Feature Selection with WEKA

A feature selection is a Weka Filter Operation in pySPACE. The main characteristics of this operation type is the transformation of one FeaturesVectorDataset summary into another. More precisely WEKA will apply a filter to all arff-files (for more information about arff file format see http://www.cs.waikato.ac.nz/~ml/weka/arff.html) in the summary. In the case of a feature selection the goal is to reduce the number of attributes.

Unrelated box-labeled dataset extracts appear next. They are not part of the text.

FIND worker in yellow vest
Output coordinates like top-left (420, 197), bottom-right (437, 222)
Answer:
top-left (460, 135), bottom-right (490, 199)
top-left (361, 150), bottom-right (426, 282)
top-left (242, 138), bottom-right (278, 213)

First we have to provide the data that we want to use in the experiment in The Data Directory (storage). To get a probable evaluation of the feature selection method it is strongly recommended to divide the amount of data into training and test set. We use here the segment-challenge data set to train the feature selector and the segment-test data set for testing. In order that the datasets will be found correctly, The Data Directory (storage) should look something like this:


where the metadata.yaml might be

type: feature_vector
author: Max Mustermann
date: '2009_4_5'
classes_names: [brickface,sky,foliage,cement,window,path,grass]
feature_names: [region-centroid-col, region-centroid-row, region-pixel-count,
short-line-density-5, short-line-density-2, vedge-mean, vegde-sd, hedge-mean,
hedge-sd, intensity-mean, rawred-mean, rawblue-mean, rawgreen-mean, exred-mean,
exblue-mean, exgreen-mean, value-mean, saturation-mean, hue-mean]
num_features: 19
runs: 1
splits: 1
storage_format: [arff, numeric]
data_pattern: data_run/features_sp_tt.arff
train_test: true

and features_sp0_train.arff is the renamed segment-challenge.arff file from WEKA and features_sp0_test.arff the renamed segment-test.arff file respectively. Additionally to the renaming you have to change the relation name from both arff files to the name of your collection, e.g. “{arff_tutorial_collection}”.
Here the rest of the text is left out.